O escritor hispano-peruano Mario Vargas Llosa lerá o seu discurso de ingresso na Academia Francesa a 9 de fevereiro, realizando, assim, "um sonho" da juventude — disse à France-Presse (AFP) o seu tradutor para o idioma francês, Albert Bensoussan.

"Será recebido oficialmente a 9 de fevereiro. A 8 de fevereiro, receberá a espada de académico e, no dia seguinte, sob a cúpula (da Academia), lerá o seu discurso", detalhou Bensoussan, encarregado de traduzir o texto, como faz com toda a obra do escritor há meio século.

Nenhum porta-voz da Academia Francesa estava disponível esta quarta-feira para confirmar as datas mencionada à AFP.

O evento será o desfecho de uma eleição histórica, a 25 de novembro de 2021, após uma espera que se fez longa para o autor de "Conversa n´ A Catedral", como revelou recentemente a secretária perpétua da Academia, Hélène Carrère d'Encausse.

Prémio Nobel de Literatura em 2010, Vargas Llosa é o primeiro autor, sem ter escrito diretamente em francês, a ingressar na Academia, fundada pelo cardeal Richelieu em 1635.

"Um escritor do mundo"

"Quando (Vargas Llosa) estava confinado na Academia Militar [em Lima], queria morar num sótão em Paris.
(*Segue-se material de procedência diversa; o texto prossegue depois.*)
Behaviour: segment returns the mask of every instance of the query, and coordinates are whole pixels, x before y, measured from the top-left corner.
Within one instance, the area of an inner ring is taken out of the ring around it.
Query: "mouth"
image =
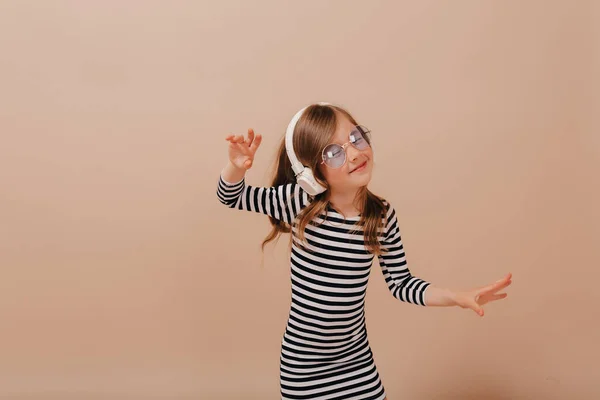
[[[350,173],[360,172],[360,171],[364,170],[366,167],[367,167],[367,160],[363,161],[362,164],[360,164],[358,167],[354,168],[352,171],[350,171]]]

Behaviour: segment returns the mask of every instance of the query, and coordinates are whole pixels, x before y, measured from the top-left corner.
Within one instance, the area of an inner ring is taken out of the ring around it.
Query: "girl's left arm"
[[[401,301],[428,306],[459,306],[475,311],[483,316],[482,306],[491,301],[506,297],[506,293],[498,293],[512,283],[512,274],[483,287],[471,290],[455,291],[440,288],[413,276],[406,263],[406,254],[400,236],[398,219],[394,208],[389,205],[384,238],[381,242],[385,253],[378,256],[379,265],[392,295]]]

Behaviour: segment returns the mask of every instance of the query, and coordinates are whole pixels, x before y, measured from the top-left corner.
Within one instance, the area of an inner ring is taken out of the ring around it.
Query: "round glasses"
[[[346,147],[351,144],[358,150],[365,150],[371,146],[371,131],[365,126],[357,125],[348,135],[349,141],[343,145],[328,144],[323,148],[321,164],[330,168],[340,168],[346,163]]]

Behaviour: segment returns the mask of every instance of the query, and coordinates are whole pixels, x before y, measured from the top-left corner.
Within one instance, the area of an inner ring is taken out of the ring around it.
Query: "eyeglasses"
[[[358,150],[365,150],[371,146],[371,131],[365,126],[356,125],[348,135],[349,141],[343,145],[337,143],[328,144],[323,148],[321,164],[330,168],[340,168],[346,163],[346,147],[349,144]]]

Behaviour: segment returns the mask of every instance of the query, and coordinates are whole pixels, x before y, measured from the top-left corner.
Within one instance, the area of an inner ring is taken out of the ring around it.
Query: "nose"
[[[348,146],[348,147],[346,147],[346,155],[348,156],[348,160],[350,162],[356,161],[356,159],[358,158],[359,154],[360,154],[360,150],[358,150],[354,146]]]

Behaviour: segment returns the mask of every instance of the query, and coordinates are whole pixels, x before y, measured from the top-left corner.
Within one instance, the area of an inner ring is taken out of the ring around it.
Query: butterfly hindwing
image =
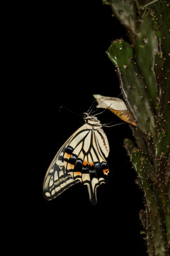
[[[43,187],[45,198],[51,200],[81,182],[88,186],[91,203],[96,204],[96,188],[107,181],[108,167],[105,157],[108,152],[103,130],[84,124],[59,150],[49,167]]]

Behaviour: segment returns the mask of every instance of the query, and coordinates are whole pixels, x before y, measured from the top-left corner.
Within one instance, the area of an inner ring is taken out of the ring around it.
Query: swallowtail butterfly
[[[96,188],[107,181],[108,139],[96,117],[83,114],[85,124],[64,144],[45,175],[43,193],[52,200],[74,184],[86,185],[92,204],[97,203]]]

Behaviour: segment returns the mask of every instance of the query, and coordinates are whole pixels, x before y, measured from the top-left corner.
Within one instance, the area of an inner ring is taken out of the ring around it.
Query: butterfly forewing
[[[78,182],[88,186],[92,204],[97,202],[96,188],[106,182],[109,152],[107,137],[100,127],[85,124],[62,146],[45,177],[45,198],[51,200]]]

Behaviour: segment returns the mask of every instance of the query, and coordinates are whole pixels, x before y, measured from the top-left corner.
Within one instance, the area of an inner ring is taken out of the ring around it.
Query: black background
[[[123,148],[123,139],[132,138],[128,124],[104,129],[110,147],[110,178],[98,188],[96,206],[91,205],[87,188],[81,183],[51,201],[42,192],[57,150],[84,122],[64,109],[60,112],[60,107],[81,114],[93,103],[93,94],[118,97],[121,92],[105,53],[113,40],[128,40],[125,28],[99,0],[28,5],[18,27],[18,84],[23,85],[18,93],[26,106],[20,129],[26,128],[22,136],[29,152],[23,166],[28,171],[23,189],[28,196],[21,200],[26,208],[21,213],[21,217],[26,214],[23,230],[30,231],[26,248],[47,249],[49,255],[144,256],[138,216],[142,193]],[[21,105],[18,108],[22,111]],[[109,111],[98,117],[101,123],[121,122]]]

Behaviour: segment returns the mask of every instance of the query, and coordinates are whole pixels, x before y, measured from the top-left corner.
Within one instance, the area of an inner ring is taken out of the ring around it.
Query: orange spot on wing
[[[69,157],[70,157],[70,154],[68,154],[68,153],[65,153],[65,154],[64,154],[64,159],[67,159],[69,160]]]
[[[76,176],[81,176],[81,173],[80,171],[74,171],[74,176],[75,177]]]

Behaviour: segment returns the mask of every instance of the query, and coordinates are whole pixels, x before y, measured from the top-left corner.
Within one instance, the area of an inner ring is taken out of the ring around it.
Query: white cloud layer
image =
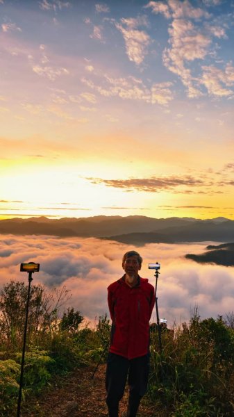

Então, entrar na Academia é entrar no seu sonho", diz Bensoussan em entrevista à AFP.

O tradutor, de 87 anos, acaba de publicar o ensaio "Mario Vargas Llosa, écrivain du monde" (Editora Gallimard), que é, segundo ele, uma homenagem àquele que descreve como "mestre".

"Tive de assumir os seus fantasmas e obsessões", confessa Bensoussan no livro.

"Habitei os seus sonhos [...] imitei, fraternalmente, os seus gestos, mimei a sua voz", acrescenta Bensoussan, hispanista e autor de uma longa obra literária em francês.

Vargas Llosa é o último sobrevivente do "boom" da literatura latino-americana, marcada pelo "realismo mágico" encarnado por Gabriel García Márquez, Julio Cortázar, ou Carlos Fuentes.

Bensoussan lembra o potente impacto dessa geração.

"Na França, ficámos deslumbrados. Na época, vivíamos a era do 'Nouveau Roman'... romances onde não havia a magia de uma história", lembra-se o tradutor, que conheceu e trabalhou com boa parte desses escritores.

Ele conheceu Vargas Llosa em 1971, quando este o contratou para traduzir "Os Cachorros" para o francês. Bensoussan explica que já estava "treinado" por ter trabalhado e convivido com o cubano Guillermo Cabrera Infante e a sua complexa obra "Três Tristes Tigres".

Vargas Llosa recebeu-o em Barcelona, onde morava. Depois de rever a tradução, disse-lhe: "é melhor do que o original", conta Bensoussan, rindo.

"A seguir, ele disse: 'você pode traduzir como quiser, não vou controlar mais nada'. Estava sempre a viajar, confiava em mim", acrescenta.

"Bem, às vezes, eu precisava de uma confirmação", completa.

Para traduzir "tem que se ter o texto na cabeça, mas depois tem que recriá-lo. Tem que fazer o vazio [na mente], ou seja, buscar intuitivamente a palavra que, em francês, vai realmente corresponder à noção daquilo que o autor queria dizer", ensina.

Segundo ele, traduzir implica "sobrepor dois círculos: o círculo da tradução cobre o original, mas não completamente. Sempre se ganha algo e se perde algo".

"O [romance] que me exigiu mais tempo foi 'A Guerra do Fim do Mundo'", ambientado no Brasil, lembra.

"Levei dois anos. Tive que entendê-la... Quando traduzo, preciso ter ao meu alcance a mesma bibliografia que o autor", diz.

Na Academia, completa o tradutor, Llosa "representará a cultura francesa com um olhar diferente. É por isso que o descrevo como 'um escritor do mundo'".